A possessão é ainda mais grave se considerarmos os custos mecânicos: ver uma pessoa ser possuída pode custar 3 pontos de Estabilidade, ter um ente querido — uma de suas Fontes de Estabilidade –– dominado pode custar 4 ou 5. Já o custo de Investigador ser possuído varia, podendo ser de 4 ou ainda mais caso se esteja consciente durante a possessão e presencie atos horrendos. Considerando um estilo de jogo Purista, o espírito de Marianne não causaria perda de Sanidade por não pertencer ao panteão do Mythos de Cthulhu, mas em um jogo Pulp essa perda pode acontecer.

A arte do terror

Outro tropo da ficção presente em Marianne é a protagonista criadora de histórias. De Misery até um capítulo particularmente shakespeariano de Sandman, esse tipo de protagonista é confrontado pelas consequências de criar suas obras. Em Velvet Buzzsaw, pinturas macabras ganham vida e aniquilam quem as aprecia. Em Marianne, os livros de Emma, inspirados no que ela pensa serem sonhos de sua adolescência, possuem um tenebroso fundo de verdade.
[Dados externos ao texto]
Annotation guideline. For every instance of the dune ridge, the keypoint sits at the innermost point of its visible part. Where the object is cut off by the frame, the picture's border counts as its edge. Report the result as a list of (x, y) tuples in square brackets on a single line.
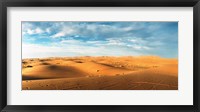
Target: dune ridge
[(100, 73)]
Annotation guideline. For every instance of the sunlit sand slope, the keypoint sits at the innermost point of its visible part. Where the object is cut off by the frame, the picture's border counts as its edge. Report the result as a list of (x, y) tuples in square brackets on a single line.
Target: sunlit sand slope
[(100, 73)]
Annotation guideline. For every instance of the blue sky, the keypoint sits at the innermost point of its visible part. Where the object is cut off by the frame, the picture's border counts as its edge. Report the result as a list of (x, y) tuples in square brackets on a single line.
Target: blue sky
[(52, 39)]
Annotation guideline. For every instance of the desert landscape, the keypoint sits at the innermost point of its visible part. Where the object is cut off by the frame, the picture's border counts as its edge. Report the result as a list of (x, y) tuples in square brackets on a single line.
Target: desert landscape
[(100, 73)]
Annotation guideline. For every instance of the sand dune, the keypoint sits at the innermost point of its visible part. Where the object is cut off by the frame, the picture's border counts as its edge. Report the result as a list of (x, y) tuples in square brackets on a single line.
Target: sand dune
[(100, 73)]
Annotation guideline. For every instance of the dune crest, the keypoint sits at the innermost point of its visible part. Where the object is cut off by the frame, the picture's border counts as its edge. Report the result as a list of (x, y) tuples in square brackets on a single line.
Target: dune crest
[(100, 73)]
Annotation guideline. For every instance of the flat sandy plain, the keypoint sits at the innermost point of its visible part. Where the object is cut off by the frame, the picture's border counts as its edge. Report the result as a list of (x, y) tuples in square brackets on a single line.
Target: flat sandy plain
[(100, 73)]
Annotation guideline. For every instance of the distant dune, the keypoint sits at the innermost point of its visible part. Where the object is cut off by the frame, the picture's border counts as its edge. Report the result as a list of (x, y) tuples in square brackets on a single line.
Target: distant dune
[(100, 73)]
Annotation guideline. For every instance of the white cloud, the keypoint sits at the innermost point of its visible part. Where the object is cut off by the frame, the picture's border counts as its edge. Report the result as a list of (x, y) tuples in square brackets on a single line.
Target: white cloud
[(65, 31)]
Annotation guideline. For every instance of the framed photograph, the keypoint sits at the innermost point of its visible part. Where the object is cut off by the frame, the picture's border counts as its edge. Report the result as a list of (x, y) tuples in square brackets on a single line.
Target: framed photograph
[(86, 55)]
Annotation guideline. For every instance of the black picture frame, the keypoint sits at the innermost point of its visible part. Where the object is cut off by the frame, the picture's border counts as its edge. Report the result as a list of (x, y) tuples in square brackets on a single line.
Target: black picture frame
[(99, 3)]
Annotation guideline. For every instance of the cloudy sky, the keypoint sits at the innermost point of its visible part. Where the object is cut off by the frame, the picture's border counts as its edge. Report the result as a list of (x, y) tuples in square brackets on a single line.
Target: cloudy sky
[(50, 39)]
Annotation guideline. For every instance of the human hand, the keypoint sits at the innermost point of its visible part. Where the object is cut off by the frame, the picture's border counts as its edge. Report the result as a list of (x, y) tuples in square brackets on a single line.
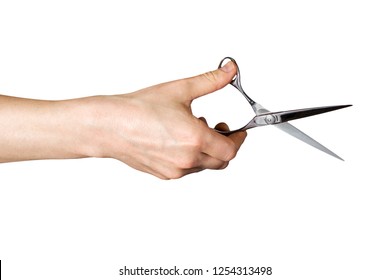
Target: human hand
[(153, 130)]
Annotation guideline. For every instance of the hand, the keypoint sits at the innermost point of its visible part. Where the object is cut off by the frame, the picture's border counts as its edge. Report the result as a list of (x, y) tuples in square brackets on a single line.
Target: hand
[(152, 130)]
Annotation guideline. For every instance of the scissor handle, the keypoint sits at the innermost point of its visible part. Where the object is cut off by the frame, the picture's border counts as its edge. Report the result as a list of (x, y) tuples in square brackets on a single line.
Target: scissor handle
[(236, 82)]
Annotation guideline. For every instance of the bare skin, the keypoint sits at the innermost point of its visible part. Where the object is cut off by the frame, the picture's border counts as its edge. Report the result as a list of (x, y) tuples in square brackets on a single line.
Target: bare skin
[(152, 130)]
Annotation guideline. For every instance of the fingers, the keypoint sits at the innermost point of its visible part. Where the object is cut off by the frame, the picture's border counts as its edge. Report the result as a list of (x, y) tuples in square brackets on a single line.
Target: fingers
[(210, 81)]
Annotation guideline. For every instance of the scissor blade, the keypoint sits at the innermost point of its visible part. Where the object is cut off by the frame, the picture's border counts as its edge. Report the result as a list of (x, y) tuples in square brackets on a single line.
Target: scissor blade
[(303, 113), (295, 132)]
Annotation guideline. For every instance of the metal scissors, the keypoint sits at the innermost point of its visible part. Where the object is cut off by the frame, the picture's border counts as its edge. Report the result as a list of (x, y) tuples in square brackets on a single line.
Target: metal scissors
[(280, 119)]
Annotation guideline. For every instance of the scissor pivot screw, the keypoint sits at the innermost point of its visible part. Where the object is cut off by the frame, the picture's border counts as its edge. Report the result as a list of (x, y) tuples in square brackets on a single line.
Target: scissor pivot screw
[(270, 119)]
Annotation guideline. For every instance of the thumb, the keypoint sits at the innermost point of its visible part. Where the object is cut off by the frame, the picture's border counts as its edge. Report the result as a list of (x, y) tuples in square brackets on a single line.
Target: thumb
[(211, 81)]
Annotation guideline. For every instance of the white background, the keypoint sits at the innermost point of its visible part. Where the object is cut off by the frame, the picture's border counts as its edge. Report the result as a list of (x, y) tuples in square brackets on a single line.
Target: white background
[(280, 203)]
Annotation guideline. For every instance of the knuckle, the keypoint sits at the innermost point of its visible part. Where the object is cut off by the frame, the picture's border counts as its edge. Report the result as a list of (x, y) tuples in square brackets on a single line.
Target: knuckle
[(187, 162), (231, 152), (224, 165), (175, 174), (212, 78)]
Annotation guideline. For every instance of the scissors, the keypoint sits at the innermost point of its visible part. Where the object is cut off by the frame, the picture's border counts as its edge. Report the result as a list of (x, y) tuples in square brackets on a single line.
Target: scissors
[(280, 119)]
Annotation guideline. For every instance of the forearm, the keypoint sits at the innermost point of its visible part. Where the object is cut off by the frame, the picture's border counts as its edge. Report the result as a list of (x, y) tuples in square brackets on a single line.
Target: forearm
[(36, 129)]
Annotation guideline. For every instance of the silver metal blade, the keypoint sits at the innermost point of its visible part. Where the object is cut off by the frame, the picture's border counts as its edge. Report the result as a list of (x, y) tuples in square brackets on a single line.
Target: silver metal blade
[(295, 132)]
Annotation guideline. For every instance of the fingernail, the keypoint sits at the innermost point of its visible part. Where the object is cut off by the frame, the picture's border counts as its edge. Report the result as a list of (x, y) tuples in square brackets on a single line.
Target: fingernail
[(228, 67)]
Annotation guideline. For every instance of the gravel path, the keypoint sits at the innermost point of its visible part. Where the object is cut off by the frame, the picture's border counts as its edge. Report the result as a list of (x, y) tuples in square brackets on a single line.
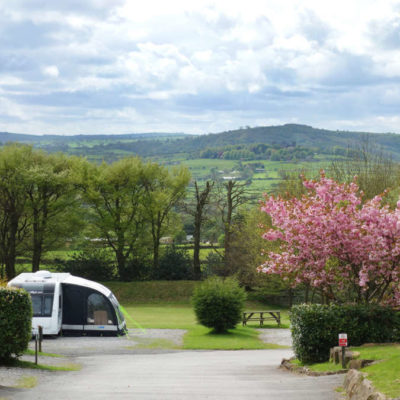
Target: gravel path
[(137, 366)]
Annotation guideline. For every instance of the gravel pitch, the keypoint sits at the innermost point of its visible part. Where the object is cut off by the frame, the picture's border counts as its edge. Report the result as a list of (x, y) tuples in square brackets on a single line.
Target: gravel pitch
[(137, 341)]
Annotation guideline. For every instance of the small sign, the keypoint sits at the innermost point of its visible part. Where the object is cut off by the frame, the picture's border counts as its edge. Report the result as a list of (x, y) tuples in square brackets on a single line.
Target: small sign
[(343, 339)]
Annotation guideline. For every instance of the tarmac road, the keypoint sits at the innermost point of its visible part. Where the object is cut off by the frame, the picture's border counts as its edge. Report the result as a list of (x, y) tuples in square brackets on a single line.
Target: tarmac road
[(182, 375)]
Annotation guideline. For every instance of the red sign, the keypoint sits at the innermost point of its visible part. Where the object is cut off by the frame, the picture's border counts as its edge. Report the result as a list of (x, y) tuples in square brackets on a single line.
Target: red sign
[(343, 339)]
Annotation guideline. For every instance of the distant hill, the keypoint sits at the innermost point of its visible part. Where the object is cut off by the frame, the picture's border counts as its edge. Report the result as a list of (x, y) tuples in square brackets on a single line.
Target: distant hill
[(110, 147)]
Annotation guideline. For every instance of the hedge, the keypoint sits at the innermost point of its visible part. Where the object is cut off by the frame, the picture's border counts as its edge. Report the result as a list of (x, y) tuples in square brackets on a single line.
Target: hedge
[(219, 303), (15, 322), (315, 328)]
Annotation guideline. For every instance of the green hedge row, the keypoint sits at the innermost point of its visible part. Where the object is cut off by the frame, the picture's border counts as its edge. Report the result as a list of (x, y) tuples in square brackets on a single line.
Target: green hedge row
[(15, 322), (219, 303), (315, 328)]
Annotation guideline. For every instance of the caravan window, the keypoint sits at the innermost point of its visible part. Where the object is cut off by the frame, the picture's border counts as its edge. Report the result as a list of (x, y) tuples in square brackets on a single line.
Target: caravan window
[(42, 305), (99, 310)]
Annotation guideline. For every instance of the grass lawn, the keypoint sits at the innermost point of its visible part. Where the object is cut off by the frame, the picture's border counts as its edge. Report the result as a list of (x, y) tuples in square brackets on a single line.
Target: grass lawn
[(241, 338), (385, 375), (181, 316)]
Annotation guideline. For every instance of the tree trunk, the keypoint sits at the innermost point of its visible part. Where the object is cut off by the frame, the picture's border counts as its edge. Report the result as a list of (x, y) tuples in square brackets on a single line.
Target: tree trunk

O livro de Rastro de Cthulhu traz Autor e Artista como Ocupações para os Investigadores, tornando fácil uma conexão com a trama da série. A aventura pode iniciar com um mistério aparentemente desconexo e que pouco a pouco aponta para a personagem Autora/Artista e sua obra. A personagem pode ou não ser culpada pelo mal causado por sua obra, tendo realizado algum tipo de pacto para obter sucesso, enveredado sem querer por conhecimentos que meros mortais não deveriam ter acesso ou ainda tê-la composto por influência direta de uma entidade além da nossa realidade, como em A Música de Erich Zann.

A Grande Revelação

Marianne termina com um evento que, para evitar spoilers, vou descrever apenas como uma anagnórise, uma grande e horrível revelação. Em muitas histórias de horror cósmico o mal perdura a despeito dos esforços e sacrifícios das personagens. De maneira similar, Emma descobre que a raiz de sua provação é uma entidade poderosa e que seu contato certamente terá consequências duradouras — um final adequado para uma história de horror e que deixa um gancho para a continuação, seja de uma série ou de uma aventura de RPG.

Em suma, Marianne é um compilado de diversos conceitos já abordados em outras histórias de terror, como espíritos vingativos, possessões demoníacas, protagonistas com um passado manchado e o isolamento e urgência que impulsionam a narrativa adiante. Todos esses elementos podem ser explorados dentro do contexto sobrenatural ou facilmente adaptados para o terror cósmico de Rastro de Cthulhu, em que a força psíquica de entidades mais antigas do que o tempo pode dominar as mentes humanas sem que estas nem mesmo percebam e onde contadores de história revelam e alimentam segredos que deveriam permanecer enterrados.